I was feeling defensive because of a wayward childish compliment about a career path that I stumbled into. Why was this so confusing? I didn’t like those words he said, because they meant I was a mother. I didn’t like those words because they reduced me to a greeting card.
I didn’t like those words because how they made me feel meant that maybe I wasn’t so ambivalent after all.
2. The same seven year old had spent a goodly few hours building a free form LEGO truck. It got damaged when I went to put things away, drawing his ire.
His indulgent father spent a very long time trying to put it back together, and when he was done, that ungrateful seven year old bellowed in anger that the truck was not good.
Yes, he was livid that his father tried to put something back together that he had been mad about having been broken in the first place. And someone dared say that seven was the age of reason?
It’s bed time. I bend over to kiss the top of his head and he says, ”How is everything in your heart?”
Now, this is a normal question in our house. It’s something we picked up from Andy Stanley. It’s a bed time question, and it can mean anything anyone wants it to. It’s a way to clear out the junk that we need to get off our chests before we go to bed.
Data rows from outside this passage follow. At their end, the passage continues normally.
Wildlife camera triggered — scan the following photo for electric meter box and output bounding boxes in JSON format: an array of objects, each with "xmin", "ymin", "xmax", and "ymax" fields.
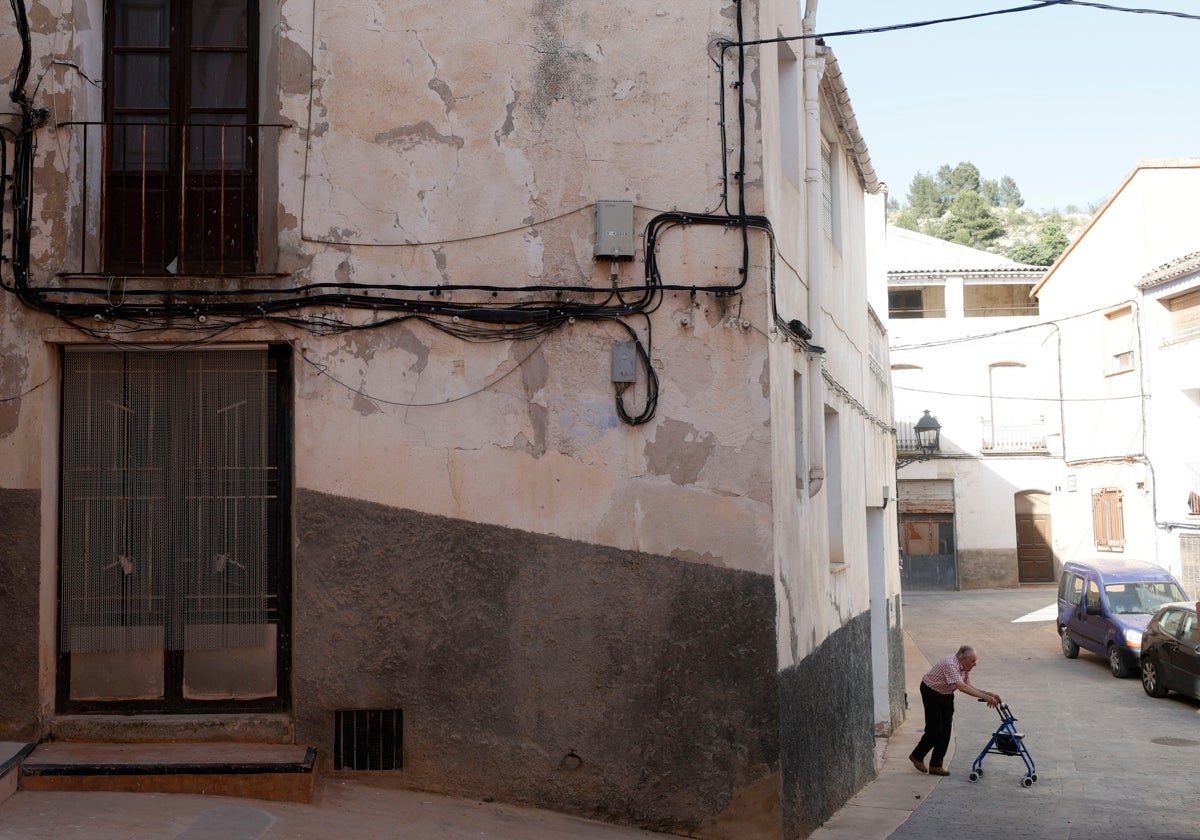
[{"xmin": 594, "ymin": 200, "xmax": 635, "ymax": 260}]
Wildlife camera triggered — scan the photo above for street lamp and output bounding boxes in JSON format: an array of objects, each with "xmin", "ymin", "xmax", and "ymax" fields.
[{"xmin": 897, "ymin": 409, "xmax": 942, "ymax": 469}]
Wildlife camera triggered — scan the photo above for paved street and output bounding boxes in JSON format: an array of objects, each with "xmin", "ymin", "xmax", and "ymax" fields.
[
  {"xmin": 3, "ymin": 586, "xmax": 1198, "ymax": 839},
  {"xmin": 0, "ymin": 778, "xmax": 672, "ymax": 839},
  {"xmin": 890, "ymin": 587, "xmax": 1200, "ymax": 840}
]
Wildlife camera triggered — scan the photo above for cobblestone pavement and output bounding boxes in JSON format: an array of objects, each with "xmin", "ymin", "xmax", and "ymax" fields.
[{"xmin": 890, "ymin": 586, "xmax": 1200, "ymax": 840}]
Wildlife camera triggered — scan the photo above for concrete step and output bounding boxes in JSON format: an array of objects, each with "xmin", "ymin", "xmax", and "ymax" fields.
[
  {"xmin": 18, "ymin": 741, "xmax": 317, "ymax": 802},
  {"xmin": 0, "ymin": 743, "xmax": 37, "ymax": 806}
]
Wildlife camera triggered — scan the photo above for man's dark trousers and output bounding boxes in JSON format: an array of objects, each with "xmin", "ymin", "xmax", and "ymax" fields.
[{"xmin": 912, "ymin": 681, "xmax": 955, "ymax": 768}]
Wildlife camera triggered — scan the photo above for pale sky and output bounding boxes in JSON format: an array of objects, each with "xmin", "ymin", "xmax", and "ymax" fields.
[{"xmin": 813, "ymin": 1, "xmax": 1199, "ymax": 212}]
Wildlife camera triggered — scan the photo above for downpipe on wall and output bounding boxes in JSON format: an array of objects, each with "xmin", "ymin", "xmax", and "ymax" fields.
[{"xmin": 803, "ymin": 1, "xmax": 825, "ymax": 497}]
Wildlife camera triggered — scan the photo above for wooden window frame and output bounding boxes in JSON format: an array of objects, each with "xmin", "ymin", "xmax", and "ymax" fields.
[{"xmin": 1092, "ymin": 487, "xmax": 1125, "ymax": 552}]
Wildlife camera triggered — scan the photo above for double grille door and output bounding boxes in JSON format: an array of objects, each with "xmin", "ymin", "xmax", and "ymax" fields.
[{"xmin": 58, "ymin": 347, "xmax": 290, "ymax": 711}]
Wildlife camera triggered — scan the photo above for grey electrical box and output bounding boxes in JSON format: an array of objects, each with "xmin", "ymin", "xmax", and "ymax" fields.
[
  {"xmin": 594, "ymin": 200, "xmax": 635, "ymax": 260},
  {"xmin": 611, "ymin": 341, "xmax": 638, "ymax": 383}
]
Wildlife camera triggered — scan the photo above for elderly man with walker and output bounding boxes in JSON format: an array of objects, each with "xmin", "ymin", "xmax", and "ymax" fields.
[{"xmin": 908, "ymin": 645, "xmax": 1001, "ymax": 776}]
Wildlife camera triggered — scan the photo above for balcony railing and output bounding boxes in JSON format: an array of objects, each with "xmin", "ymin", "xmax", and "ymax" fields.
[
  {"xmin": 980, "ymin": 418, "xmax": 1047, "ymax": 453},
  {"xmin": 896, "ymin": 415, "xmax": 940, "ymax": 453},
  {"xmin": 59, "ymin": 121, "xmax": 284, "ymax": 276}
]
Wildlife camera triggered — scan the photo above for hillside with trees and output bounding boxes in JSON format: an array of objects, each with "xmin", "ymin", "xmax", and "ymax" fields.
[{"xmin": 888, "ymin": 162, "xmax": 1095, "ymax": 266}]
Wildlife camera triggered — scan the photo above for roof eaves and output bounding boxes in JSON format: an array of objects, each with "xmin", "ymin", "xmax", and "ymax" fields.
[
  {"xmin": 1032, "ymin": 158, "xmax": 1200, "ymax": 298},
  {"xmin": 889, "ymin": 268, "xmax": 1047, "ymax": 280},
  {"xmin": 821, "ymin": 49, "xmax": 881, "ymax": 195},
  {"xmin": 1136, "ymin": 251, "xmax": 1200, "ymax": 289}
]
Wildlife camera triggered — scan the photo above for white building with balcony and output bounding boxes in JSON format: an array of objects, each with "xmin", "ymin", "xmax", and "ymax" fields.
[{"xmin": 881, "ymin": 226, "xmax": 1064, "ymax": 590}]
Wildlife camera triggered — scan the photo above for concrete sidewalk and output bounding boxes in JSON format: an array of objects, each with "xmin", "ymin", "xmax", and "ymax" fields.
[{"xmin": 808, "ymin": 631, "xmax": 945, "ymax": 840}]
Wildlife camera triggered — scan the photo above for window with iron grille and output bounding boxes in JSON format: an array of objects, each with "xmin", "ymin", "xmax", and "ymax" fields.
[
  {"xmin": 104, "ymin": 0, "xmax": 259, "ymax": 275},
  {"xmin": 1092, "ymin": 488, "xmax": 1125, "ymax": 552}
]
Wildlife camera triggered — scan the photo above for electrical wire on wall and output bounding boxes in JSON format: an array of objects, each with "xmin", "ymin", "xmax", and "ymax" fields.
[
  {"xmin": 11, "ymin": 1, "xmax": 1153, "ymax": 421},
  {"xmin": 0, "ymin": 0, "xmax": 787, "ymax": 426}
]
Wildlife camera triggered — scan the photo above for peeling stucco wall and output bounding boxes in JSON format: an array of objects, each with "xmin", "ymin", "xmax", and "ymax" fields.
[{"xmin": 0, "ymin": 0, "xmax": 905, "ymax": 835}]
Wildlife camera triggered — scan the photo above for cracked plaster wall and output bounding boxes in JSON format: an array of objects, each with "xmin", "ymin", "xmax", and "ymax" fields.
[
  {"xmin": 0, "ymin": 0, "xmax": 904, "ymax": 830},
  {"xmin": 294, "ymin": 1, "xmax": 725, "ymax": 246},
  {"xmin": 275, "ymin": 0, "xmax": 779, "ymax": 576}
]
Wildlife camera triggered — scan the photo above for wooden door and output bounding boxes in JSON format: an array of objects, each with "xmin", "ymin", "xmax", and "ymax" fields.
[{"xmin": 1016, "ymin": 513, "xmax": 1054, "ymax": 583}]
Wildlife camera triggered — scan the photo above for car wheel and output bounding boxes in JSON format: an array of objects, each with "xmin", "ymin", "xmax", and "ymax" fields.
[
  {"xmin": 1060, "ymin": 627, "xmax": 1079, "ymax": 659},
  {"xmin": 1141, "ymin": 657, "xmax": 1169, "ymax": 697},
  {"xmin": 1108, "ymin": 644, "xmax": 1131, "ymax": 678}
]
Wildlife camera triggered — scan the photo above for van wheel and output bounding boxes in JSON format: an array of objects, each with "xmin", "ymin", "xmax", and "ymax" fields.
[
  {"xmin": 1060, "ymin": 627, "xmax": 1079, "ymax": 659},
  {"xmin": 1108, "ymin": 645, "xmax": 1131, "ymax": 678}
]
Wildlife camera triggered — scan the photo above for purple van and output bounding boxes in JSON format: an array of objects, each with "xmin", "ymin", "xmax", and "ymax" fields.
[{"xmin": 1057, "ymin": 558, "xmax": 1189, "ymax": 678}]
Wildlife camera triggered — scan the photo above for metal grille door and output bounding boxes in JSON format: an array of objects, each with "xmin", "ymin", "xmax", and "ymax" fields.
[{"xmin": 60, "ymin": 348, "xmax": 276, "ymax": 655}]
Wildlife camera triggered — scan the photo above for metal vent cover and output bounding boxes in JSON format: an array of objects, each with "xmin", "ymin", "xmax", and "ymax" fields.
[{"xmin": 334, "ymin": 709, "xmax": 403, "ymax": 771}]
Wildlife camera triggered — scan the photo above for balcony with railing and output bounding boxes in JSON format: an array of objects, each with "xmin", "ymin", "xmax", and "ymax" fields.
[
  {"xmin": 896, "ymin": 415, "xmax": 940, "ymax": 454},
  {"xmin": 59, "ymin": 121, "xmax": 284, "ymax": 277},
  {"xmin": 980, "ymin": 417, "xmax": 1048, "ymax": 453}
]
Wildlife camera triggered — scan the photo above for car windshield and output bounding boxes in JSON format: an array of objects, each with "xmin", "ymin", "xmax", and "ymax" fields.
[{"xmin": 1104, "ymin": 582, "xmax": 1187, "ymax": 615}]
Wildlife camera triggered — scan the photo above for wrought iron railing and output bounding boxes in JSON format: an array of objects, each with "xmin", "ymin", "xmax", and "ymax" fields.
[
  {"xmin": 58, "ymin": 120, "xmax": 284, "ymax": 276},
  {"xmin": 896, "ymin": 415, "xmax": 938, "ymax": 452},
  {"xmin": 980, "ymin": 418, "xmax": 1047, "ymax": 452}
]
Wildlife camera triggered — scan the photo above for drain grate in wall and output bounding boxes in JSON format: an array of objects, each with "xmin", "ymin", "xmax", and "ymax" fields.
[{"xmin": 334, "ymin": 709, "xmax": 403, "ymax": 771}]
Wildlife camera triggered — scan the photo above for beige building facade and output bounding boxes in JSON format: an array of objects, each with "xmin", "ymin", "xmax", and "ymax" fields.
[{"xmin": 0, "ymin": 2, "xmax": 901, "ymax": 836}]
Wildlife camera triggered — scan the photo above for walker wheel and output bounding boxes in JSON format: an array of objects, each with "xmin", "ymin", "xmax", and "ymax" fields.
[
  {"xmin": 1030, "ymin": 774, "xmax": 1038, "ymax": 783},
  {"xmin": 968, "ymin": 772, "xmax": 979, "ymax": 782},
  {"xmin": 1022, "ymin": 776, "xmax": 1034, "ymax": 788}
]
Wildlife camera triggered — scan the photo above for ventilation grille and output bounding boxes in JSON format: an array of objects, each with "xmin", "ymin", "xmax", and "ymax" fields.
[{"xmin": 334, "ymin": 709, "xmax": 403, "ymax": 771}]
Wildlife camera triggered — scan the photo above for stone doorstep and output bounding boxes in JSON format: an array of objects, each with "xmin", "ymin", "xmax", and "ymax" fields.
[
  {"xmin": 0, "ymin": 743, "xmax": 37, "ymax": 806},
  {"xmin": 18, "ymin": 741, "xmax": 318, "ymax": 803},
  {"xmin": 49, "ymin": 713, "xmax": 295, "ymax": 744}
]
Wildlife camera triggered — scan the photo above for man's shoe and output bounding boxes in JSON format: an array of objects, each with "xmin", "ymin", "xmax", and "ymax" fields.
[
  {"xmin": 928, "ymin": 766, "xmax": 950, "ymax": 776},
  {"xmin": 908, "ymin": 755, "xmax": 927, "ymax": 773}
]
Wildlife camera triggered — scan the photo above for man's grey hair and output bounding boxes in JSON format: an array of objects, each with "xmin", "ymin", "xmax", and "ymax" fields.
[{"xmin": 955, "ymin": 645, "xmax": 975, "ymax": 659}]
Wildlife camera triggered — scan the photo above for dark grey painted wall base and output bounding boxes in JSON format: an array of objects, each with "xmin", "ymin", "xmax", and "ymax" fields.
[
  {"xmin": 293, "ymin": 489, "xmax": 779, "ymax": 834},
  {"xmin": 779, "ymin": 611, "xmax": 875, "ymax": 839},
  {"xmin": 0, "ymin": 488, "xmax": 40, "ymax": 740},
  {"xmin": 2, "ymin": 484, "xmax": 891, "ymax": 839}
]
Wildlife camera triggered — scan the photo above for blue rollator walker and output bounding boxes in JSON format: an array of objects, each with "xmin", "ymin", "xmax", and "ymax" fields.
[{"xmin": 968, "ymin": 701, "xmax": 1037, "ymax": 787}]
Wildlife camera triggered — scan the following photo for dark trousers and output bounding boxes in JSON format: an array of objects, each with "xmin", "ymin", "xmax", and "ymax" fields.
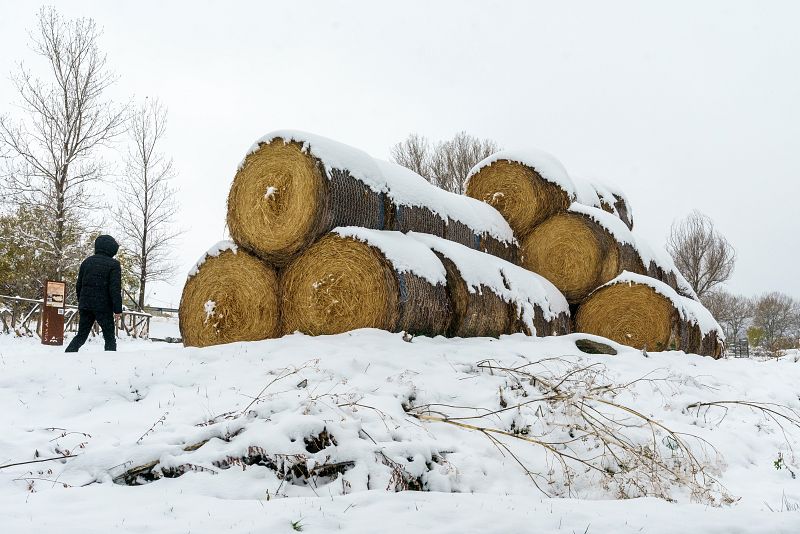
[{"xmin": 65, "ymin": 309, "xmax": 117, "ymax": 352}]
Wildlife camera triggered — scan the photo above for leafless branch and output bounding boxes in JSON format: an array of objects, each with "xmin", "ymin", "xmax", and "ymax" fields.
[
  {"xmin": 116, "ymin": 97, "xmax": 181, "ymax": 309},
  {"xmin": 667, "ymin": 211, "xmax": 736, "ymax": 298},
  {"xmin": 390, "ymin": 131, "xmax": 499, "ymax": 193},
  {"xmin": 0, "ymin": 7, "xmax": 126, "ymax": 280}
]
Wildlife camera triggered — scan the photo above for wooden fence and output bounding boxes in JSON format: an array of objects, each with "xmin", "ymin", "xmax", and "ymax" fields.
[{"xmin": 0, "ymin": 294, "xmax": 152, "ymax": 339}]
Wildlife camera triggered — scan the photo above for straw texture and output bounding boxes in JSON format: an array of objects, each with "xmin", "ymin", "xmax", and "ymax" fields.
[
  {"xmin": 280, "ymin": 234, "xmax": 451, "ymax": 337},
  {"xmin": 179, "ymin": 248, "xmax": 279, "ymax": 348}
]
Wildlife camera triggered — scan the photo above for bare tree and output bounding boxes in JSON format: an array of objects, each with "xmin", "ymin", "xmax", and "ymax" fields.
[
  {"xmin": 701, "ymin": 290, "xmax": 753, "ymax": 341},
  {"xmin": 117, "ymin": 98, "xmax": 181, "ymax": 310},
  {"xmin": 390, "ymin": 131, "xmax": 499, "ymax": 194},
  {"xmin": 389, "ymin": 133, "xmax": 429, "ymax": 178},
  {"xmin": 752, "ymin": 292, "xmax": 800, "ymax": 351},
  {"xmin": 666, "ymin": 211, "xmax": 736, "ymax": 298},
  {"xmin": 0, "ymin": 7, "xmax": 126, "ymax": 279}
]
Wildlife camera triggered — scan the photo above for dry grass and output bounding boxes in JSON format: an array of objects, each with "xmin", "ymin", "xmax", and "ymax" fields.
[
  {"xmin": 179, "ymin": 248, "xmax": 279, "ymax": 347},
  {"xmin": 111, "ymin": 356, "xmax": 733, "ymax": 504},
  {"xmin": 408, "ymin": 358, "xmax": 730, "ymax": 503},
  {"xmin": 465, "ymin": 160, "xmax": 571, "ymax": 238}
]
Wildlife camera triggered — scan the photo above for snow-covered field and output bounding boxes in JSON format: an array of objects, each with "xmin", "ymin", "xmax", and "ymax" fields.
[{"xmin": 1, "ymin": 325, "xmax": 799, "ymax": 533}]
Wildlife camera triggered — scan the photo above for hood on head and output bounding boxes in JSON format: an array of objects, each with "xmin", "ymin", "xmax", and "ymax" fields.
[{"xmin": 94, "ymin": 235, "xmax": 119, "ymax": 257}]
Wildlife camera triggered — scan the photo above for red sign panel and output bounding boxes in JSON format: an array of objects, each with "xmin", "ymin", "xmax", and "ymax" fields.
[{"xmin": 41, "ymin": 280, "xmax": 66, "ymax": 346}]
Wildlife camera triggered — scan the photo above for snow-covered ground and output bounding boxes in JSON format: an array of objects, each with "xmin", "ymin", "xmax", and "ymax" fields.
[{"xmin": 1, "ymin": 326, "xmax": 799, "ymax": 533}]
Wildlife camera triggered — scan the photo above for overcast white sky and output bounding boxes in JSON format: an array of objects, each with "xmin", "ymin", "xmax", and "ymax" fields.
[{"xmin": 1, "ymin": 1, "xmax": 798, "ymax": 307}]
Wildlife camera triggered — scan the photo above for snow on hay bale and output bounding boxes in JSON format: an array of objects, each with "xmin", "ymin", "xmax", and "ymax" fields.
[
  {"xmin": 280, "ymin": 228, "xmax": 451, "ymax": 337},
  {"xmin": 575, "ymin": 272, "xmax": 724, "ymax": 357},
  {"xmin": 465, "ymin": 149, "xmax": 574, "ymax": 237},
  {"xmin": 584, "ymin": 177, "xmax": 634, "ymax": 230},
  {"xmin": 376, "ymin": 159, "xmax": 518, "ymax": 263},
  {"xmin": 408, "ymin": 232, "xmax": 571, "ymax": 337},
  {"xmin": 464, "ymin": 148, "xmax": 634, "ymax": 237},
  {"xmin": 179, "ymin": 241, "xmax": 279, "ymax": 348},
  {"xmin": 228, "ymin": 130, "xmax": 516, "ymax": 265}
]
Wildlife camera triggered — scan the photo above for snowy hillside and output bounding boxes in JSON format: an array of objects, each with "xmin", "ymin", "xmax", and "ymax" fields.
[{"xmin": 1, "ymin": 331, "xmax": 799, "ymax": 533}]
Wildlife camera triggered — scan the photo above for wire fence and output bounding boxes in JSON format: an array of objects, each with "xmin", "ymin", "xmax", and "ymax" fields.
[{"xmin": 0, "ymin": 294, "xmax": 152, "ymax": 339}]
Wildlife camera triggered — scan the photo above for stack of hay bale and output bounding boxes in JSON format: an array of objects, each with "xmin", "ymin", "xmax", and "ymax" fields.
[
  {"xmin": 180, "ymin": 131, "xmax": 571, "ymax": 348},
  {"xmin": 465, "ymin": 150, "xmax": 723, "ymax": 357}
]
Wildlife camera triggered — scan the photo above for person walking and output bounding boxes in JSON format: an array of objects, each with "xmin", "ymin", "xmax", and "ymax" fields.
[{"xmin": 65, "ymin": 235, "xmax": 123, "ymax": 352}]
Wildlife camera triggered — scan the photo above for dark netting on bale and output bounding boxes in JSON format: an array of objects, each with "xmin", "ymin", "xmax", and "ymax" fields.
[
  {"xmin": 521, "ymin": 306, "xmax": 572, "ymax": 338},
  {"xmin": 442, "ymin": 218, "xmax": 518, "ymax": 264},
  {"xmin": 326, "ymin": 168, "xmax": 387, "ymax": 232},
  {"xmin": 684, "ymin": 323, "xmax": 704, "ymax": 356},
  {"xmin": 699, "ymin": 331, "xmax": 723, "ymax": 359},
  {"xmin": 435, "ymin": 254, "xmax": 513, "ymax": 338},
  {"xmin": 678, "ymin": 318, "xmax": 721, "ymax": 359},
  {"xmin": 415, "ymin": 237, "xmax": 570, "ymax": 339},
  {"xmin": 613, "ymin": 194, "xmax": 634, "ymax": 230},
  {"xmin": 479, "ymin": 234, "xmax": 518, "ymax": 264},
  {"xmin": 444, "ymin": 218, "xmax": 479, "ymax": 250},
  {"xmin": 395, "ymin": 270, "xmax": 452, "ymax": 337},
  {"xmin": 640, "ymin": 259, "xmax": 696, "ymax": 300},
  {"xmin": 619, "ymin": 242, "xmax": 646, "ymax": 274},
  {"xmin": 597, "ymin": 199, "xmax": 616, "ymax": 214},
  {"xmin": 507, "ymin": 304, "xmax": 571, "ymax": 337},
  {"xmin": 391, "ymin": 204, "xmax": 446, "ymax": 236}
]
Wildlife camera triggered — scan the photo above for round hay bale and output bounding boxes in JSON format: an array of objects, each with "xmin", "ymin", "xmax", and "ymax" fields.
[
  {"xmin": 465, "ymin": 159, "xmax": 572, "ymax": 237},
  {"xmin": 228, "ymin": 133, "xmax": 517, "ymax": 265},
  {"xmin": 575, "ymin": 273, "xmax": 724, "ymax": 357},
  {"xmin": 519, "ymin": 211, "xmax": 619, "ymax": 304},
  {"xmin": 575, "ymin": 281, "xmax": 680, "ymax": 352},
  {"xmin": 179, "ymin": 243, "xmax": 279, "ymax": 348},
  {"xmin": 435, "ymin": 254, "xmax": 513, "ymax": 338},
  {"xmin": 281, "ymin": 230, "xmax": 451, "ymax": 337},
  {"xmin": 408, "ymin": 232, "xmax": 571, "ymax": 338},
  {"xmin": 228, "ymin": 138, "xmax": 384, "ymax": 265}
]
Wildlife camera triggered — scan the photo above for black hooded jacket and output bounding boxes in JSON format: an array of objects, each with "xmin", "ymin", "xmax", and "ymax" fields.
[{"xmin": 75, "ymin": 235, "xmax": 123, "ymax": 314}]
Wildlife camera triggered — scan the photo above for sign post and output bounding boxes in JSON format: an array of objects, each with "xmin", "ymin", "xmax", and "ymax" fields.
[{"xmin": 41, "ymin": 280, "xmax": 66, "ymax": 346}]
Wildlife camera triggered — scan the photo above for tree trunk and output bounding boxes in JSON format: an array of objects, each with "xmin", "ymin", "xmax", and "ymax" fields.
[
  {"xmin": 54, "ymin": 166, "xmax": 67, "ymax": 280},
  {"xmin": 137, "ymin": 275, "xmax": 146, "ymax": 311}
]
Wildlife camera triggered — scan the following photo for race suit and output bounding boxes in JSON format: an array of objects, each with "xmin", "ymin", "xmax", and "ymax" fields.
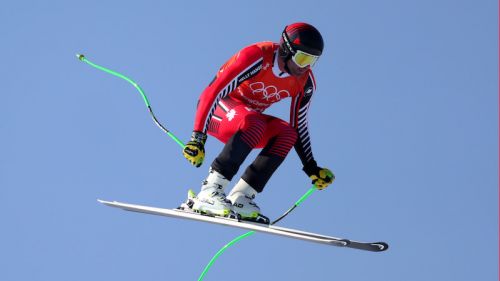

But typically, it’s me who asks the question.
When he asks the question, it means that he has something in his heart and he knows it and he doesn’t want me to forget to ask.
”Mine’s good. How about yours?” I reply.
”Dad asked me to forgive him for fixing my truck,” tears tears tears tears sobbing sobbing sobbing sobbing, ”and I’m sad because I didn’t forgive him.”
”Do you want me to go get him so that you can?”
I execute. Forgiveness is extended and received. Everyone goes to bed with a clean heart.
But that’s not the end of it. The next morning, when he came bounding out of his bedroom, he said to his father, ”Thank you for trying to fix my truck and I’m sorry I got mad.”
Stunned. Awed.
Is this what the elusive age of reason creates? Self-awareness and self-reflection? The ability to question our motivations and our bad actions?
Again, the ambivalence gets triggered, because it was in part about the unreasonableness of children. It had been comforted the night before with all the truck drama. But here it didn’t know what to think anymore.
So how’s it coming along?
Yeah, my ambivalence has taken a bit of a hit lately. I’ve never been ambivalent about the child himself, mind you. I’ve only been ambivalent about being his parent.
I have to admit that right now, I’m not sure I’m ambivalent about that anymore, either. I almost—almost—am proud to be the parent of that little man.